Mesmo que para outros pudesse parecer filme repetido, para eles o “Costela”
era uma coisa sempre nova, era uma coisa muito especial, quase mágica. Os cinco
construíram um pequeno mundo só deles, dentro do mundão em que viviam, para se
refugiarem nele quando fosse preciso; um mundo admirável para onde só levavam seus
sonhos, suas fantasias, suas vontades etéreas, sua alegria, e uma quantidade enorme de
conversa fiada. Naquele mundo era proibido falar sério, discutir coisas que pudessem
interferir na harmonia do astral.

O corre-corre no bar não parava nunca e Tião, o garçom, estava sempre atento para
não faltar nada à mesa de clientes tão “gente fina”. De vez em quando um
deles aparecia com algum conhecido; mas, existia um lema naquela
fraternidade—”não aceitamos novos sócios”. Aquilo não era amizade
nascida em mesa de bar—eles se tornaram amigos primeiro e depois foram para o bar.
Tião trazia os pedidos e havia sempre um jeito de “trocar umas idéias” com os
fregueses.

O tempo passava, os cabelos brancos apareciam, os mais escuros caíam, e os cinco
amigos fiéis continuavam presentes e constantes, assinando o ponto no Costelinha. Os
assuntos variavam e sempre aparecia alguma coisa nova para se comentar—mudanças na
direção da companhia, um colega novo, uma decisão do governo, um problema com o chefe,
resultados de jogos de futebol e por aí afora. Outras pessoas da empresa passavam por
ali, cumprimentavam, tomavam um copo de cerveja e iam embora. Mas os cinco ficavam lá,
até o horário habitual.

Não se preocupavam com as mulheres. Elas eram compreensivas e ficavam em casa cuidando
dos filhos. Estava claro para os amigos que elas achavam normal os maridos saírem depois
do serviço para aliviar a tensão de um dia de trabalho—mesmo que, algumas vezes,
fossem mais dias do que trabalho. E eles nunca enjoavam da mesma cerveja, do mesmo
tira-gosto, das mesmas caras, da mesma mesmice.

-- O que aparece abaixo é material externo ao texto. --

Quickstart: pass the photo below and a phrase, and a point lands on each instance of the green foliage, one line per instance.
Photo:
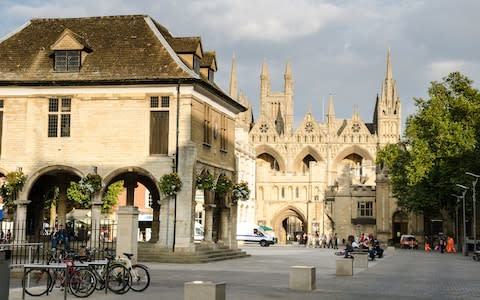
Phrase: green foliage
(170, 184)
(12, 184)
(77, 194)
(91, 184)
(440, 144)
(110, 198)
(206, 182)
(224, 185)
(240, 191)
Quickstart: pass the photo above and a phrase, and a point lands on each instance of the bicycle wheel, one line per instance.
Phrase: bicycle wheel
(118, 279)
(140, 278)
(82, 283)
(99, 271)
(36, 282)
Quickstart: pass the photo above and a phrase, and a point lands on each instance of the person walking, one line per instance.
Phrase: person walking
(443, 242)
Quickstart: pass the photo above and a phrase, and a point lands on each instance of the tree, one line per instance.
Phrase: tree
(440, 143)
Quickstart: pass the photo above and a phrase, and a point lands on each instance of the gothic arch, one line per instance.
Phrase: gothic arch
(279, 218)
(274, 153)
(353, 149)
(307, 150)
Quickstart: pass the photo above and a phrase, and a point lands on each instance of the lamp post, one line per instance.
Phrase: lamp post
(464, 248)
(474, 183)
(456, 219)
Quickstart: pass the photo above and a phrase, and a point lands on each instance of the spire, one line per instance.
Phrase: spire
(288, 79)
(264, 73)
(388, 75)
(233, 79)
(279, 123)
(330, 110)
(264, 88)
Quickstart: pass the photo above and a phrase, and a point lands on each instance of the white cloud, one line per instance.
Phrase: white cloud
(267, 20)
(439, 69)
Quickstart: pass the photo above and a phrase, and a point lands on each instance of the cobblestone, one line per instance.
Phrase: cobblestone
(408, 274)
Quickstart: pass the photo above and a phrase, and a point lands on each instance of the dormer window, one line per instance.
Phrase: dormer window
(67, 60)
(196, 64)
(210, 75)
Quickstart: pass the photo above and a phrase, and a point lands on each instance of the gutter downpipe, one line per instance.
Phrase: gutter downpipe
(176, 163)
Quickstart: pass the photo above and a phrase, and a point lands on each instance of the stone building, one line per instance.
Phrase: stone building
(321, 177)
(121, 97)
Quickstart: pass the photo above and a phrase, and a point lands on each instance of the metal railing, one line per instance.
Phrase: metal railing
(29, 248)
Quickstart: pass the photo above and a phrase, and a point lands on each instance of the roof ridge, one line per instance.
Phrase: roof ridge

Nunca pararam para pensar que a mulher deles era para ser amada. Pensavam nelas sim,
quando alguém perguntava “e a Suzana, como vai?!” e o marido da Suzana dizia
“vai bem, obrigado!” E as Suzanas eram esquecidas, até que se precisasse delas.
Lá pelas tantas, hora de ir embora, elas se tornavam uma boa desculpa para se poder
levantar e sair—”a Suzana vai ficar uma fera que eu `tô chegando tarde
hoje!” E os outros concordavam e diziam que a Marta, a Aurora, a Sônia, a Júlia
também iriam ficar de mau humor com a demora. Inventavam esta história para eles mesmos
e isto fazia parte do ritual também.

Quando chegavam em casa, a realidade estava lá—crianças, mulher sem nenhum
prazer, comida fria esperando sobre o fogão. E era por isto que eles nunca iam para casa
logo depois do serviço—esta cena não era a preferida de nenhum deles. Um boa noite
meio sem graça, um desgosto de ver aquele mundo sem sabor e sem cheiro—só cheiro de
casa, de comida, de banho de criança, e tudo com jeito de deus-me-livre.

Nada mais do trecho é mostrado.